Following up on the Careless Whisper research from University of Vienna / SBA Research (published late 2024, proof-of-concept public as of December 2025):
Protocol-level vulnerability:
Both Signal and WhatsApp use the Signal Protocol for E2EE, which is cryptographically sound. Both platforms, however, emit unencrypted delivery receipts—protocol-level acknowledgements of message delivery.
The research demonstrates a side-channel where RTT characteristics of delivery receipts leak recipient behavioural patterns. This is not a cryptographic issue. This is an information-leakage issue where an auxiliary channel (delivery receipt timing) reveals what the primary channel (encrypted messages) is supposed to conceal: who's communicating, when, and from where.
Attack surface:
Delivery receipts are unencrypted, per-message acknowledgements
RTT measurements (even with jitter) remain correlated with device state
Repeated probing builds statistical fingerprints of behavioural patterns
Victims experience no notifications or evidence of probing
Platform architectures:
Signal: Sealed sender + metadata encryption makes this harder but not impossible.

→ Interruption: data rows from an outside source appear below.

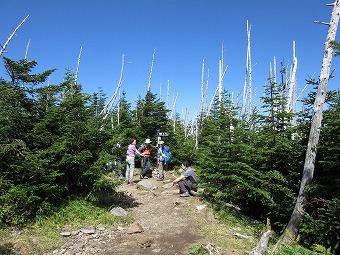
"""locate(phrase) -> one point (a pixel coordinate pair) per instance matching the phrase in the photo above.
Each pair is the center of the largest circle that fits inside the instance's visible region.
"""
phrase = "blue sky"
(183, 32)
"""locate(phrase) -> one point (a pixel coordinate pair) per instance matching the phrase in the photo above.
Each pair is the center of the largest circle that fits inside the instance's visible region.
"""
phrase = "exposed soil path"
(168, 227)
(164, 223)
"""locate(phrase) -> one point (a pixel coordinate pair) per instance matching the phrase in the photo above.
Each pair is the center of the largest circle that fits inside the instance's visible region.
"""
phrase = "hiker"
(145, 149)
(116, 149)
(162, 160)
(187, 182)
(130, 161)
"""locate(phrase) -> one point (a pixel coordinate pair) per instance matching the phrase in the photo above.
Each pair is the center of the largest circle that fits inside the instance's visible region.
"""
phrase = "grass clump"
(43, 235)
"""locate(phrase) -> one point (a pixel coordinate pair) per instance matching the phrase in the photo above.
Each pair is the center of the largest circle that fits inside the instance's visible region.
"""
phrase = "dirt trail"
(168, 225)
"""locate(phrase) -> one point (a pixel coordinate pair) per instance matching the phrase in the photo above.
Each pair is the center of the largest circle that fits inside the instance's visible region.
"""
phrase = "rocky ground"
(164, 223)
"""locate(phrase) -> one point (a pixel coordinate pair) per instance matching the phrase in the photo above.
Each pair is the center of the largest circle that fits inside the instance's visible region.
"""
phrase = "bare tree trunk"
(152, 62)
(78, 64)
(291, 231)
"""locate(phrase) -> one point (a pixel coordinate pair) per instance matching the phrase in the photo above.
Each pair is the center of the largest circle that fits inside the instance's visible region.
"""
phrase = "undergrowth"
(43, 235)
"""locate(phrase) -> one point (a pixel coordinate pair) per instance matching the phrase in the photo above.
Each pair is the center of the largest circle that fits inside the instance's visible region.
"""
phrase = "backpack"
(167, 154)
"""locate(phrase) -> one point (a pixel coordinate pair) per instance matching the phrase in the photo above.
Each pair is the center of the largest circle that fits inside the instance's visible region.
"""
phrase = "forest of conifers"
(55, 144)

Server doesn't know sender identity, but receipt timing still correlates with recipient availability.
WhatsApp: Server-side metadata handling more permissive. Receipt timing correlates with both sender and recipient state.
Signal's architecture mitigates this better but doesn't eliminate it. WhatsApp's architecture provides less protection.
Current mitigation status:
Rate limiting: Signal implemented (Dec 2025), WhatsApp has not
Protocol fixes: Neither platform has implemented substantive changes
User-level controls: Disabling receipts helps, but attacks work at lower frequencies
Why this matters for protocol design:
This is a good case study in why you can't evaluate messaging security through encryption alone. You need to think about:
What metadata signals does the system emit?
Can those signals be correlated to reveal patterns?
What does the threat model assume about these signals?